Let \(n\) be a positive integer, and let \(a\) and \(b\) be any integers. We say that \(a\) is congruent to \(b\text{ mod }(n)\), or \(a\) is a residue of \(b\text{ mod }(n)\), and we write \[a\equiv b\text{ mod }(n)\,,\] if \(a\) and \(b\) leave the same remainder when divided by \(n\). The number \(n\) is referred to as the modulus and the arithmetic of congruences, which we shall describe shortly, is called modular arithmetic.

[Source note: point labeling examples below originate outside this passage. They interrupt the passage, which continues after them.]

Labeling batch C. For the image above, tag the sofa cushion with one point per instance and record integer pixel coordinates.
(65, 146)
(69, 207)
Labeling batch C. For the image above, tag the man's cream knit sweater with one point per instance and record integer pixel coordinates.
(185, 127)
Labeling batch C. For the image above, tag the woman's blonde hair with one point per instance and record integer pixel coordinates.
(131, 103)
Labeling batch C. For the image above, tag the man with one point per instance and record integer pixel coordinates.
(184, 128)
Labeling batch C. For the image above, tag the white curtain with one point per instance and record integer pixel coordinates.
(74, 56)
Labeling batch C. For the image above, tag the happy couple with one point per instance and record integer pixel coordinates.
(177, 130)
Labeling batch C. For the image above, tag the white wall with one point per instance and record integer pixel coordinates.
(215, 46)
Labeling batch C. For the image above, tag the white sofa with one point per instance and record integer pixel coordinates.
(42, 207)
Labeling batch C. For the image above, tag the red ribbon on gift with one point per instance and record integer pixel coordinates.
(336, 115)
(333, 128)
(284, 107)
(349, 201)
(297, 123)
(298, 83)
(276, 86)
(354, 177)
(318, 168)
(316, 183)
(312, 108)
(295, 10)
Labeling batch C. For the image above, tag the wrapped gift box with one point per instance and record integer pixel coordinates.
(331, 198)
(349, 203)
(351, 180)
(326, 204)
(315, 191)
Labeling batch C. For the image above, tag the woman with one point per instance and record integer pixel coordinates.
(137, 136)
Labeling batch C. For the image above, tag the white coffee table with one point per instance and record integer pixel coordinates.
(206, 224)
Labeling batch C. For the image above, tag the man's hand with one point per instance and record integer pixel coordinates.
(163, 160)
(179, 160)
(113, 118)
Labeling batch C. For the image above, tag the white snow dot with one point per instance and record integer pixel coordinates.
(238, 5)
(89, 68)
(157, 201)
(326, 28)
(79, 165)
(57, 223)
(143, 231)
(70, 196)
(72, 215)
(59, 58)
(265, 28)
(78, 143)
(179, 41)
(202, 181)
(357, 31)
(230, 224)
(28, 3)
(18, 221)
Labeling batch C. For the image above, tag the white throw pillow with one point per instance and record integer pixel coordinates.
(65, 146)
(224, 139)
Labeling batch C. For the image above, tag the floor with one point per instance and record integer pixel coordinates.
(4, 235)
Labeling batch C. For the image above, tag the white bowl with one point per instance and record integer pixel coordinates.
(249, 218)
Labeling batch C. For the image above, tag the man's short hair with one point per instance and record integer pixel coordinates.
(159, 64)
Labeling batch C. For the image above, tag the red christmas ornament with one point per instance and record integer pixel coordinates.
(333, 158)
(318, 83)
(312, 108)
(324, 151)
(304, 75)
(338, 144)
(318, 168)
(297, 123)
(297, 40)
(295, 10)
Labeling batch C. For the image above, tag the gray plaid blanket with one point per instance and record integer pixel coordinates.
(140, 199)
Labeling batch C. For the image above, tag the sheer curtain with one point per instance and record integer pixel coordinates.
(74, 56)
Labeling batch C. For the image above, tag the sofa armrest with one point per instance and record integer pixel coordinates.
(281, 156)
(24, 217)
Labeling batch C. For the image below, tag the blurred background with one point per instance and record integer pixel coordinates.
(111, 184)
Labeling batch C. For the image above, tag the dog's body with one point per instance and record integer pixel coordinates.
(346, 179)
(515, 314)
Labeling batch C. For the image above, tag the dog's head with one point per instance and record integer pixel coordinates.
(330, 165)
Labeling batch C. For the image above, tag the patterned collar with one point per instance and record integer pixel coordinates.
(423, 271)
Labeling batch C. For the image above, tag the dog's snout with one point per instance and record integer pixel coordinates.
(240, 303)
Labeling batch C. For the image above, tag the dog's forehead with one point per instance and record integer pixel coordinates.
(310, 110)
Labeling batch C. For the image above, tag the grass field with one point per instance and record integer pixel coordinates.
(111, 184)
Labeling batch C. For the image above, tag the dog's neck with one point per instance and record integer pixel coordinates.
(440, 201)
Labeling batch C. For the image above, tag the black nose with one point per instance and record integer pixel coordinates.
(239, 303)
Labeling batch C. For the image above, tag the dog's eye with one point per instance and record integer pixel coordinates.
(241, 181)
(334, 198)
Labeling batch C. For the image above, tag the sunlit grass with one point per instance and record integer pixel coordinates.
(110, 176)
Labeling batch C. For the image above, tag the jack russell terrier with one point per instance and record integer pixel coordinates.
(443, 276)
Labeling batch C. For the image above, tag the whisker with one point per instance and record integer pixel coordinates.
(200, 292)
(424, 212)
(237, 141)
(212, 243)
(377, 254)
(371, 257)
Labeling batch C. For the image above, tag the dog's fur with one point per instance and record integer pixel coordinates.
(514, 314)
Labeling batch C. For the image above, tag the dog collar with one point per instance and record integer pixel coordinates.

To calculate residues, we use the Remainder Theorem (Theorem 3.4) to put \(a=qn+r\) with \(0\leq r<n\), and \(b=q'n+r'\) with \(0\leq r'<n\), and then we say that \(a\equiv b\text{ mod }(n)\) if and only if \(r=r'\).
We will often write simply \(a\equiv b\) if it is clear what the value of the modulus \(n\) is.
- \(100\equiv 10\equiv 1\text{ mod }(9)\) in Example 5.1
- \(22051946\equiv 46\equiv 2\text{ mod }(4)\) in Example 5.2.
Show that \(392\equiv1\text{ mod }(23)\).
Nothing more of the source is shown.